My Name is Khan,

Film Romantis Bernuansa Politis


My Name is Khan adalah film drama arahan Karan Johar yang kita kenal pernah meraih sukses dengan Kuch Kuch Hota Hay (1998) dan Kabbi Khushi Khabir Gham (2001). Untuk kesekian kalinya Karan bereuni kembali dengan Shah Rukh Khan dan Kajol. Film produksi patungan AS dan India ini telah memecahkan rekor sebagai film India dengan pendapatan terbanyak di Amerika Utara. My Name is Khan juga menjadi perbincangan para pengamat dan sempat diprediksi bakal masuk nominasi Oscar.

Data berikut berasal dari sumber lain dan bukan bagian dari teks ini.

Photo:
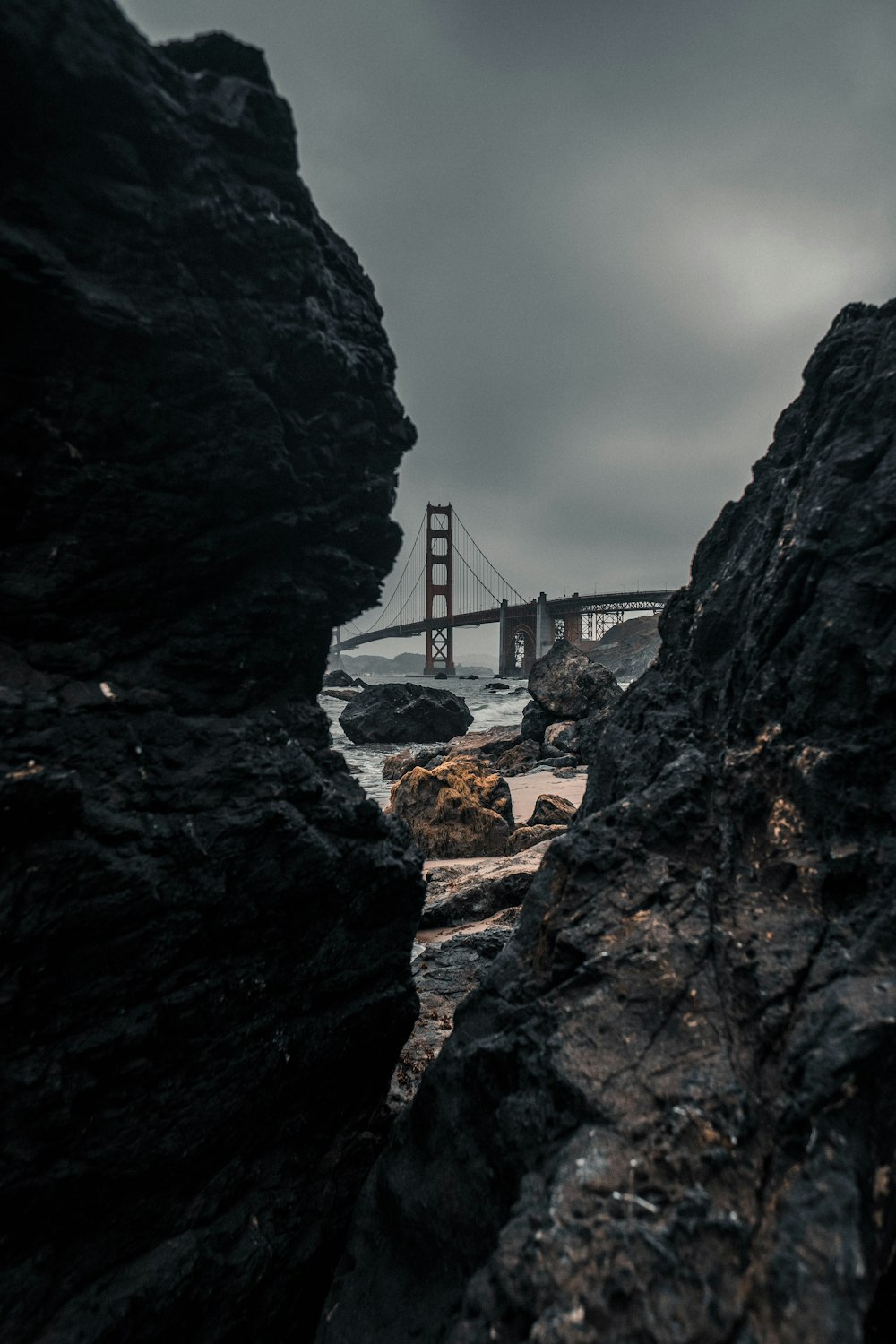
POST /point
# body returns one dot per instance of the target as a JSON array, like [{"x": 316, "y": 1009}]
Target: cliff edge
[
  {"x": 206, "y": 926},
  {"x": 669, "y": 1113}
]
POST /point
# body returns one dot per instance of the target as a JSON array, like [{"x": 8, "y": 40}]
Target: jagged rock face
[
  {"x": 567, "y": 685},
  {"x": 627, "y": 650},
  {"x": 669, "y": 1115},
  {"x": 206, "y": 927},
  {"x": 454, "y": 811}
]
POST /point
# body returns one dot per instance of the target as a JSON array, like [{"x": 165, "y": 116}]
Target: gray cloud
[{"x": 606, "y": 237}]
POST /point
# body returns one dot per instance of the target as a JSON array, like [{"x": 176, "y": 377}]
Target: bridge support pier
[
  {"x": 543, "y": 626},
  {"x": 505, "y": 653},
  {"x": 440, "y": 589}
]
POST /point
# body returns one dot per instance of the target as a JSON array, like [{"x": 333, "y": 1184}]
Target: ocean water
[{"x": 489, "y": 709}]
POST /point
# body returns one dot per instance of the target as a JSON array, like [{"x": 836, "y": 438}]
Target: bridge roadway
[{"x": 559, "y": 607}]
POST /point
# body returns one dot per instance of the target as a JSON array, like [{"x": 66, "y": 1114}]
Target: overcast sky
[{"x": 606, "y": 236}]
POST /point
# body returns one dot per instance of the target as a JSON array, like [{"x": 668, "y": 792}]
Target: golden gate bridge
[{"x": 447, "y": 582}]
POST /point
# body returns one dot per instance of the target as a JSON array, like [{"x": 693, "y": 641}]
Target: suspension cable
[
  {"x": 508, "y": 586},
  {"x": 410, "y": 556}
]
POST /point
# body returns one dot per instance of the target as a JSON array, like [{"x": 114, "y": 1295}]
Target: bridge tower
[{"x": 440, "y": 589}]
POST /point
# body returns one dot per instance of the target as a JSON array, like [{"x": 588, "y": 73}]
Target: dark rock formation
[
  {"x": 627, "y": 650},
  {"x": 562, "y": 738},
  {"x": 519, "y": 760},
  {"x": 206, "y": 927},
  {"x": 669, "y": 1115},
  {"x": 487, "y": 742},
  {"x": 338, "y": 679},
  {"x": 535, "y": 722},
  {"x": 395, "y": 712},
  {"x": 457, "y": 809},
  {"x": 462, "y": 894},
  {"x": 551, "y": 811},
  {"x": 530, "y": 835},
  {"x": 449, "y": 964},
  {"x": 567, "y": 685},
  {"x": 400, "y": 762}
]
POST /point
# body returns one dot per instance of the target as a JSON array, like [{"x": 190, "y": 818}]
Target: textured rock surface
[
  {"x": 206, "y": 927},
  {"x": 405, "y": 712},
  {"x": 462, "y": 894},
  {"x": 627, "y": 650},
  {"x": 519, "y": 760},
  {"x": 533, "y": 833},
  {"x": 562, "y": 738},
  {"x": 447, "y": 965},
  {"x": 455, "y": 809},
  {"x": 551, "y": 811},
  {"x": 567, "y": 685},
  {"x": 669, "y": 1115},
  {"x": 487, "y": 742}
]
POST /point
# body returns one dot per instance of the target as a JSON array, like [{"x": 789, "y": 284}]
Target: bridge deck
[{"x": 638, "y": 601}]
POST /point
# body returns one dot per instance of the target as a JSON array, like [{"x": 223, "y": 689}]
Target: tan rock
[{"x": 455, "y": 809}]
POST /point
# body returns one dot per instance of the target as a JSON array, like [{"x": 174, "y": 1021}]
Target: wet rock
[
  {"x": 487, "y": 742},
  {"x": 535, "y": 722},
  {"x": 341, "y": 693},
  {"x": 204, "y": 922},
  {"x": 627, "y": 650},
  {"x": 689, "y": 1039},
  {"x": 551, "y": 811},
  {"x": 398, "y": 763},
  {"x": 562, "y": 738},
  {"x": 554, "y": 763},
  {"x": 405, "y": 712},
  {"x": 447, "y": 965},
  {"x": 528, "y": 835},
  {"x": 517, "y": 760},
  {"x": 454, "y": 809},
  {"x": 567, "y": 685},
  {"x": 458, "y": 894}
]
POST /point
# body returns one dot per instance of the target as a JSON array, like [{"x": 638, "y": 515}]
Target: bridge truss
[{"x": 447, "y": 582}]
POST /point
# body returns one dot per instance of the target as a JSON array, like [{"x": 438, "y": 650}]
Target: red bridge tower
[{"x": 440, "y": 588}]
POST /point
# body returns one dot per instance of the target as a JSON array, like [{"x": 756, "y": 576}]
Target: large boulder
[
  {"x": 338, "y": 677},
  {"x": 535, "y": 722},
  {"x": 455, "y": 809},
  {"x": 530, "y": 835},
  {"x": 400, "y": 762},
  {"x": 551, "y": 809},
  {"x": 405, "y": 712},
  {"x": 463, "y": 894},
  {"x": 206, "y": 925},
  {"x": 669, "y": 1112},
  {"x": 447, "y": 965},
  {"x": 629, "y": 648},
  {"x": 487, "y": 742},
  {"x": 567, "y": 685},
  {"x": 562, "y": 738}
]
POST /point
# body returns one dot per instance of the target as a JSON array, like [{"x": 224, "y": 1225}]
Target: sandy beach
[{"x": 525, "y": 789}]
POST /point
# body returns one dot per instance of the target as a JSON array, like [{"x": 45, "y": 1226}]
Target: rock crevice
[
  {"x": 668, "y": 1113},
  {"x": 206, "y": 926}
]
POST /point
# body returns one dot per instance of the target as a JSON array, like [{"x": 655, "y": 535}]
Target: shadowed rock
[
  {"x": 669, "y": 1113},
  {"x": 458, "y": 894},
  {"x": 206, "y": 926},
  {"x": 551, "y": 811},
  {"x": 567, "y": 685},
  {"x": 627, "y": 650},
  {"x": 455, "y": 809},
  {"x": 530, "y": 833}
]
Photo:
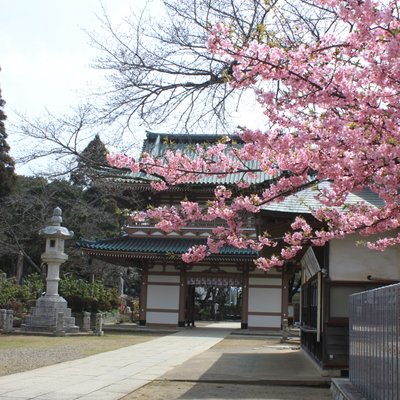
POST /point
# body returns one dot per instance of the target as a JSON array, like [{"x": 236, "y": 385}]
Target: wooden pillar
[
  {"x": 245, "y": 299},
  {"x": 182, "y": 298},
  {"x": 285, "y": 292},
  {"x": 143, "y": 297}
]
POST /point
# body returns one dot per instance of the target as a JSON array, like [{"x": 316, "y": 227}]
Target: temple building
[
  {"x": 328, "y": 274},
  {"x": 167, "y": 283}
]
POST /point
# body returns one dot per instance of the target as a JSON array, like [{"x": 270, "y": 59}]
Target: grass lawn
[{"x": 20, "y": 353}]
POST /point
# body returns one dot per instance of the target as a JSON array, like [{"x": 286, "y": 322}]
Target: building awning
[{"x": 151, "y": 247}]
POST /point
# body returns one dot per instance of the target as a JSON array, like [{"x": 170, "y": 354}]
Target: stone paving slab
[{"x": 110, "y": 375}]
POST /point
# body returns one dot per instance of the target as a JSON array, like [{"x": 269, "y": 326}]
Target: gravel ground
[{"x": 23, "y": 353}]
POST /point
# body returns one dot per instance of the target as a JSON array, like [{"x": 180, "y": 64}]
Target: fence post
[
  {"x": 60, "y": 331},
  {"x": 2, "y": 318},
  {"x": 86, "y": 321},
  {"x": 99, "y": 325},
  {"x": 8, "y": 326}
]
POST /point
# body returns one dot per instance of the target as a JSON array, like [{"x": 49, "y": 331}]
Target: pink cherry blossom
[{"x": 333, "y": 111}]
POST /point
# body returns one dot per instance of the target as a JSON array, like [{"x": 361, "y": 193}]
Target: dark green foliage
[
  {"x": 84, "y": 296},
  {"x": 20, "y": 298},
  {"x": 90, "y": 159},
  {"x": 29, "y": 208},
  {"x": 7, "y": 175}
]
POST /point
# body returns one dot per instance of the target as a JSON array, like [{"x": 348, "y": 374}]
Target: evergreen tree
[
  {"x": 7, "y": 175},
  {"x": 92, "y": 158}
]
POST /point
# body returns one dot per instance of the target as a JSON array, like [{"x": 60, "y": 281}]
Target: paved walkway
[
  {"x": 193, "y": 356},
  {"x": 114, "y": 374}
]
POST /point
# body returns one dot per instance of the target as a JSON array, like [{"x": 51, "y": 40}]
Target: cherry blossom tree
[{"x": 332, "y": 107}]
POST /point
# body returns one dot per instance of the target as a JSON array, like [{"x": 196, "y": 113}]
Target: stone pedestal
[{"x": 44, "y": 315}]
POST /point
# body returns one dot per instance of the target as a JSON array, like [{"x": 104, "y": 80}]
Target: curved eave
[{"x": 110, "y": 254}]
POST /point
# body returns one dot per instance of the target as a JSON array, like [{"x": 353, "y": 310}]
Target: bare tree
[
  {"x": 162, "y": 75},
  {"x": 161, "y": 70}
]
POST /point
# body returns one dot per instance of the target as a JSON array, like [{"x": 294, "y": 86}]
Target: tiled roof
[
  {"x": 157, "y": 144},
  {"x": 305, "y": 201},
  {"x": 160, "y": 246}
]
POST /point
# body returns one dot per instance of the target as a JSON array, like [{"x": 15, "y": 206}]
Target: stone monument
[{"x": 51, "y": 305}]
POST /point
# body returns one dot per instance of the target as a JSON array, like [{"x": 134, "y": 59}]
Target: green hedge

Seorang anak Muslim yang mengidap sindrom Asperger, Rizwan Khan (Tanay Chheda), hidup bersama ibunya (Zarina Wahab) di wilayah Borivali di Mumbai. Saat dewasa (Shahrukh Khan), Rizwan pindah ke San Fransisko dan hidup bersama adik dan iparnya. Selama disana, ia jatuh cinta kepada seorang penata rambut kelahiran India, Mandira (Kajol Devgan). Mereka kemudian menikah dan memulai usaha disana. Peristiwa 9/11 adalah kejadian penuh arti dan berimbas pada kehidupan Muslim di Amerika khususnya. Rizvan dan Mandira mulai menghadapi beberapa kesulitan. Dimulai dari sebuah tragedi, mereka berpisah. Karena ingin kembali memenangkan hati istrinya, Rizvan melewati sejumlah petualangan di berbagai negara bagian di Amerika untuk bisa bertemu dengan Presiden Amerika. hanya untuk mengatakan “My name is Khan and i am not a terrorist”.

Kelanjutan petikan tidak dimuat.